Module: denoise
File: src/spatial_graph_algorithms/denoise/__init__.py
Status: Implemented — scorers, filters, one-call denoising, and ground-truth evaluation.
Purpose
Remove likely-false edges from a SpatialGraph without knowing the ground truth.
The input is a noisy graph; the output is a SpatialGraph with suspect edges removed.
This module is the complement of the false-edge injection in simulate —
the goal is to recover an edge set closer to the true proximity graph.
API
from spatial_graph_algorithms.denoise import denoise
sg_clean = denoise(sg_noisy, method="jaccard", fraction_to_remove=0.05)
For a two-step workflow, score first and pass the same method name to the
filterer. Score polarity is resolved from SCORE_POLARITY; user code should
not track score direction manually.
from spatial_graph_algorithms.denoise import EdgeFilterer, score_edges
from spatial_graph_algorithms.metrics import evaluate_denoising
scores = score_edges(sg_noisy, method="jaccard")
sg_clean = EdgeFilterer().by_fraction(
sg_noisy, scores, fraction=0.10, method="jaccard"
)
report = evaluate_denoising(sg_clean, scores=scores, method="jaccard")
Scoring Methods
Each method returns a dict[tuple[int, int], float] keyed by canonical edge
tuples (min(u, v), max(u, v)). Polarity (high or low score = suspect) is
registered in SCORE_POLARITY and resolved automatically by all filterers.

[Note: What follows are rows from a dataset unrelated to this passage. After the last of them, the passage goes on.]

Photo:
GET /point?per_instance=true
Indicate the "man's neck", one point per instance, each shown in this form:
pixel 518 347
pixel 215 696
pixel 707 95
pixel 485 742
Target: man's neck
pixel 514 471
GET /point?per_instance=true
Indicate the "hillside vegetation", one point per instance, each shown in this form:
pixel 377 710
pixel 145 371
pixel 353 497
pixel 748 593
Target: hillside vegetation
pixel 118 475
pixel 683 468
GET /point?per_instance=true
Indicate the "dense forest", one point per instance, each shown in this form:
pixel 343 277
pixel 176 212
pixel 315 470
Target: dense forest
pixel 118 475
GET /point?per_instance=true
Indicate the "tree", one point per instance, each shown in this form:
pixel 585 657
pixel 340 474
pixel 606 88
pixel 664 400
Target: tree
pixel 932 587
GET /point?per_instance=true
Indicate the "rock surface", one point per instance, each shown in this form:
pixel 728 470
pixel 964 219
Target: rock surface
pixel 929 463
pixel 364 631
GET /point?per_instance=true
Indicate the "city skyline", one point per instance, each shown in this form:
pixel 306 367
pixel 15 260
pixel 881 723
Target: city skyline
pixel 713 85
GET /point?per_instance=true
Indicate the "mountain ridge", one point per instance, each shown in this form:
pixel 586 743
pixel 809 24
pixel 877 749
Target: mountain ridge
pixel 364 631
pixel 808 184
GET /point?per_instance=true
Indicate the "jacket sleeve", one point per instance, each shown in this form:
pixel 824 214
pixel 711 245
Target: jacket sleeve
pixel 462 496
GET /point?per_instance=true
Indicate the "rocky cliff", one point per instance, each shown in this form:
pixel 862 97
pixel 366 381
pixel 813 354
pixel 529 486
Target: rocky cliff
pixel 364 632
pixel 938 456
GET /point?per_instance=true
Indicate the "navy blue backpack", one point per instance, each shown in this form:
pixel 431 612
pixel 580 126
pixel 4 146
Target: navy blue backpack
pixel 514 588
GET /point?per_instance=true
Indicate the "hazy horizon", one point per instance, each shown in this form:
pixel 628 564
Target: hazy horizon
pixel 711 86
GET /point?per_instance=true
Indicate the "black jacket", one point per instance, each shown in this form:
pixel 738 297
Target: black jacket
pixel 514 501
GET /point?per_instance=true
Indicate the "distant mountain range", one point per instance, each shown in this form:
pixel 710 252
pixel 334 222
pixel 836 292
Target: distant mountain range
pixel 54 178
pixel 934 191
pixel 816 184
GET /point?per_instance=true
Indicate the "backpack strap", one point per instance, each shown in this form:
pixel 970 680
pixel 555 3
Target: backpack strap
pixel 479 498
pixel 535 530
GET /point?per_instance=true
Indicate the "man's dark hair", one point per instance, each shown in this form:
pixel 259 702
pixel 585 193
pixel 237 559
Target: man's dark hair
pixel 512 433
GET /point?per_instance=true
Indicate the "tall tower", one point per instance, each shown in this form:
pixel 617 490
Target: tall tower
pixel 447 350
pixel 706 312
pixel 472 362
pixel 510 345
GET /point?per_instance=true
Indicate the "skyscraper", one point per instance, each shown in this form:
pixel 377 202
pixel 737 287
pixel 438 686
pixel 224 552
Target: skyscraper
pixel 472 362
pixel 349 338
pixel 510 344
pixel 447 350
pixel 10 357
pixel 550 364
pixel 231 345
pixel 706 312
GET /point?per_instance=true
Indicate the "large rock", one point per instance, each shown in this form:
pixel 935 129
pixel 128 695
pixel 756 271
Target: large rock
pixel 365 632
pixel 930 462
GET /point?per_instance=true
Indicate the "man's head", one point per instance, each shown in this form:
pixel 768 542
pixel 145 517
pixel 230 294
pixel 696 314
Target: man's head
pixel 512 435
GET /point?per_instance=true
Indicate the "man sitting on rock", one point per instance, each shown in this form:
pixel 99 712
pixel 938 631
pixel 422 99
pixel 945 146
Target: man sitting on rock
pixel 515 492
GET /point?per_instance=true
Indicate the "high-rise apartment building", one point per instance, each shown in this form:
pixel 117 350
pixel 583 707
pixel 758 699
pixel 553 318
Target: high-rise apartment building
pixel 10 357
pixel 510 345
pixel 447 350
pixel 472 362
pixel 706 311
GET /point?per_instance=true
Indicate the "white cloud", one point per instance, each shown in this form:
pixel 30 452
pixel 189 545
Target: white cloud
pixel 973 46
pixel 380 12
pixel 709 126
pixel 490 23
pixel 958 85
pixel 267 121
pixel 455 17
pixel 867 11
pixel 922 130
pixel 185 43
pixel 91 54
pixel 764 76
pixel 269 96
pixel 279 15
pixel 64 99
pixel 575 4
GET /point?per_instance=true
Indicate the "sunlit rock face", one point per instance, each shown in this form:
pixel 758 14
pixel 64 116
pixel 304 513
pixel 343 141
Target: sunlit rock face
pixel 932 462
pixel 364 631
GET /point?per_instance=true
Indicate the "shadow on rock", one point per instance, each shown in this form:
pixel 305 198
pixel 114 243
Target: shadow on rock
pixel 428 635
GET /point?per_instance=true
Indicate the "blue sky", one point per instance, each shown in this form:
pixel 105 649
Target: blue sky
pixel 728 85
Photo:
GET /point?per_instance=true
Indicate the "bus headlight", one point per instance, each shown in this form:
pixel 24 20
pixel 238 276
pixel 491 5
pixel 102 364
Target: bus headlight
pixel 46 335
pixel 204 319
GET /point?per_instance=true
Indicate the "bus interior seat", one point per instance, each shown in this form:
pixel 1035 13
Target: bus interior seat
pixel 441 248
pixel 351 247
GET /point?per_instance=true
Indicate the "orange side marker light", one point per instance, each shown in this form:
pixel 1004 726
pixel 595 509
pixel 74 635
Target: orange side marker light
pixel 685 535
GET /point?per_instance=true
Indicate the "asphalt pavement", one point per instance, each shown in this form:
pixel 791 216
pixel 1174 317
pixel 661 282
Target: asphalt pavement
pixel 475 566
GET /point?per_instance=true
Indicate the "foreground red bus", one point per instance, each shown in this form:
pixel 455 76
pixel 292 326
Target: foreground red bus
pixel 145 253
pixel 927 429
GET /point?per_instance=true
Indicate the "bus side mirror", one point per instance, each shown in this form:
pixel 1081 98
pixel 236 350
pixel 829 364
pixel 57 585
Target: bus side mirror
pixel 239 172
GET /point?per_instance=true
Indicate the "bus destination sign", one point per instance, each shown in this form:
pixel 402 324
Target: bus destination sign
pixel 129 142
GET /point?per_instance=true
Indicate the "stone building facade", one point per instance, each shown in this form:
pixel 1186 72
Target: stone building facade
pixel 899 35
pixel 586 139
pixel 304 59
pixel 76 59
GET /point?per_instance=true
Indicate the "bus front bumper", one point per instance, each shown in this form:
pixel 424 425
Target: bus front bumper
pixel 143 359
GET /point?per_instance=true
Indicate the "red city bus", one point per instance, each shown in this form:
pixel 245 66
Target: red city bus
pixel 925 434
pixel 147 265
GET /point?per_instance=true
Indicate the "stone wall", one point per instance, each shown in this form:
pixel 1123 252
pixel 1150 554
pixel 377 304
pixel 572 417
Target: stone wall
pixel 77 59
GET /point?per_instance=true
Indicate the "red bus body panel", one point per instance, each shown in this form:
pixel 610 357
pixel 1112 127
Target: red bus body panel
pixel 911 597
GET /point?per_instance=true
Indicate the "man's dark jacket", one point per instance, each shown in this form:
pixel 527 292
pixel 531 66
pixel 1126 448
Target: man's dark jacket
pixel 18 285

| Method | Polarity | How it works | Cost |
|---|---|---|---|
betweenness |
high = suspect | Edge betweenness centrality via NetworkX | O(VE) — slow on large graphs |
jaccard |
low = suspect | Jaccard neighbourhood overlap; unipartite only | O(E·k) |
square_bipartite |
low = suspect | 4-cycle count; bipartite only | O(E·k²) |
community |
low = suspect | Louvain intra-community consistency (igraph, n_runs=5) | O(E log V) per run |
random_walk |
low = suspect | Stochastic walk visitation frequency with bridge rejection | O(n · walks · steps); allocates n×n matrix |
degree |
high = suspect | max(deg_u, deg_v) from CSR indptr; no graph construction |
O(n + E) |
The degree scorer reads node degrees directly from np.diff(adj.indptr) — the
fastest possible path since the CSR row-pointer array encodes degree implicitly.
Filtering Strategies
All strategies accept the same (sg, scores, *, method) signature and return
a new SpatialGraph with edge_metadata["is_removed"] set.
| Strategy | Description |
|---|---|
by_fraction(fraction=0.05) |
Remove the worst fraction of scored edges |
by_threshold(threshold=t) |
Remove edges above/below an explicit score value |
by_percentile(percentile=5.0) |
Remove edges outside a percentile band |
by_optimal_f1(sg, scores) |
Oracle: sweep thresholds to maximise F1 vs ground truth |
by_optimal_f1 is a ground-truth oracle and only works on simulated graphs
with edge_metadata["is_false"]. Use it to establish the upper bound for a scorer.
Implementation Notes
SpatialGraphis never mutated — all filterers return a new object viasg.replace().- Removed edges are recorded in
edge_metadata["is_removed"]; the column is created from scratch ifedge_metadatawasNone. - Score polarity lives in
SCORE_POLARITY; consumers must not pass a direction flag. jaccardraisesValueErroron bipartite graphs;square_bipartiteraises on unipartite.